04 Ekim 2004 21:00

Töre alevleri içinden bir çığlık: souad

Töre cinayetinden kılpayı kurtulan ve kendi yaşamını kaleme alan Batı Şeria'lı Souad'ın romanı Bilgi Yayınevi tarafından yayımlandı.

Paylaş
Dünyada ilk kez, "töre" gereği planlanan korkunç bir cinayetin pençesinden kurtulan bir kadın yaşatılan vahşeti kaleme aldı. Batı Şerialı 17 yaşındaki Souad, evlilikdışı ilişkisi nedeniyle ailenin aldığı kararla eniştesi tarafından üstüne benzin dökülerek yakıldı. Cinayet teşebbüsünden sağ olarak kurtulan ve şimdi 46 yaşlarında olan Souad, yaşadıklarına benzer olayların bir daha yaşanmaması için "Diri Diri Yanmak" adlı kitabını yazdı. Adı Souad, soyadı bütün töre mağdurlarıyla aynı. O Batı Şeria'da doğan sıradan bir Arap kadını. Onun hikâyesi Van'da yakılan Nazime Alır'dan yine Güldünya'dan, Şemse'den, İslim'den, "recm" edilmek istenen Emine Laval gibi dünyanın herhangi bir yerinde yaşayan ve töre cinayetine kurban edilen veya edilmek istenen herhangi bir kadının hikâyesinden pek farklı değildi. Souad, bir ilke imza atarak yaşadıklarını cesurca kaleme aldı.

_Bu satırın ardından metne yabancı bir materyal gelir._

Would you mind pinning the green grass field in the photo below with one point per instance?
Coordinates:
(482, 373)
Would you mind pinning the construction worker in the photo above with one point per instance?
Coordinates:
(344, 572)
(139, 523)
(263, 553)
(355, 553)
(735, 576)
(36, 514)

Dayak olağan! Daha 17'sindeydi, dışarıya kapalı, ağır feodal sistemin etkisi altında küçük bir köyde yaşıyordu Souad. Evde her işe koştururken, çocukluğunu yaşamamış, bir kadın olduğunun bile farkına varamamıştı. Babasının gözünde kızları bir hayvandan daha az değerliydi. Sürekli aşağılanma ve dayakla yüz yüze kalan Souad yanlışlıkla yeşil domates kopardığı için babasından gördüğü dayakları, ve günlerini kabusa çeviren işkenceleri unutamıyor. Babasının çayını geciktirse yemediği dayak kalmıyordu. Dayak yememek için dikkatli davranmak gerekiyordu. Dayak onun için günlük "olağan" bir şeydi, yenilen yemek, içilen su gibi. Her şey normal geliyordu Souad'a. Babasının şiddeti, annesinin doğan kız çocuklarını gizlice boğması, annesinin babasını aldatması...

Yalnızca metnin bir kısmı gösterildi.